Mas o que aconteceu foi que tudo se processou com um cuidado tão sutil, em frações de bilionésimos do segundo, que permitiu estarmos aqui. E esse cuidado se potenciou, quando sumiu a vida há 3,8 bilhões de anos. A bactéria originária, com cuidado singularíssimo, dialogou quimicamente com o meio para garantir sua sobrevivência e evolução. O cuidado se complexificou mais ainda quando surgiu os mamíferos, donde também nós viemos há 125 milhões de anos.
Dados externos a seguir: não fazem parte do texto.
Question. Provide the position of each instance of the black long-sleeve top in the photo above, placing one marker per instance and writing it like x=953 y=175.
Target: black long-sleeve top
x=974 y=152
A essência humana reside exatamente no cuidado. Cuidado é gesto amoroso para com a realidade, gesto que protege e traz serenidade e paz. Sem cuidado, nada que é vivo sobrevive. E é essa atitude que precisamos resgatá-la hoje, como ética mínima e universal, se quisermos preservar a herança que recebemos do universo e da cultura e garantir nosso futuro.
Morrem ideologias. Passam filosofias. Mas sonhos permanecem. São eles que mantêm o horizonte de esperança sempre aberto. Formam o húmus que permite continuamente projetar novas formas de convivência social e de relação com a natureza.
Em 1854, o chefe Seattle das tribos do Noroeste entregou solenemente seu território e seu povo à soberania dos EUA. O discurso que ele pronunciou nessa ocasião serviu um século mais tarde de inspiração ao movimento ecológico, que o reinterpretou de maneira particularmente incisiva. O chefe se dirigia, de um modo mais urgente do que nunca, aos descendentes dos colonos brancos que nós somos:
“Ensinem aos seus filhos o que nós ensinamos aos nossos, que a terra é nossa mãe. Tudo que acontece com a terra acontece com os filhos da terra. Se os homens cospem no solo, estão cuspindo sobre si mesmos. A terra não pertence ao homem; o homem pertence à terra. Nós sabemos disso. Todas as coisas se ligam como o sangue que une a mesma família. Todas as coisas se ligam. Tudo quer acontece à terra acontece aos filhos da terra”.
Bem entendeu a importância dos sonhos o cacique pele-vermelha Seatle, quando, em 1856, escreveu ao governador do Estado de Washington, Stevins, que o forçara a vender as terras aos colonizadores europeus. Perplexos, se perguntava sem entender: pode-se comprar e vender a aragem, o verde das plantas, a limpidez das águas e o esplendor da paisagem: E concluía: os peles-vermelhas entenderiam o porquê “se conhecessem os sonhos do homem branco, se soubessem quais esperanças que transmite a seus filhos e filhas e quais as visões de futuro que oferece para o dia de amanhã”. Afinal, qual é o nosso sonho?
Viemos de um ensaio civilizatório, hoje mundializado, que realizou coisas extraordinárias, mas que é materialista e mecânico, linear e determinístico, dualista e reducionista, atomizado e compartimentado. Separou matéria e espírito, ciência e vida, economia e política, Deus e mundo. O que aconteceu é que esse anseio ancestral da humanidade operou uma lobotomia em nossa mente, mas deixou desencantados, obtusos as maravilhas da natureza e insensíveis face à reverência que o universo suscita em nós. Importa não deixarmos o sonho permanecer apenas sonho.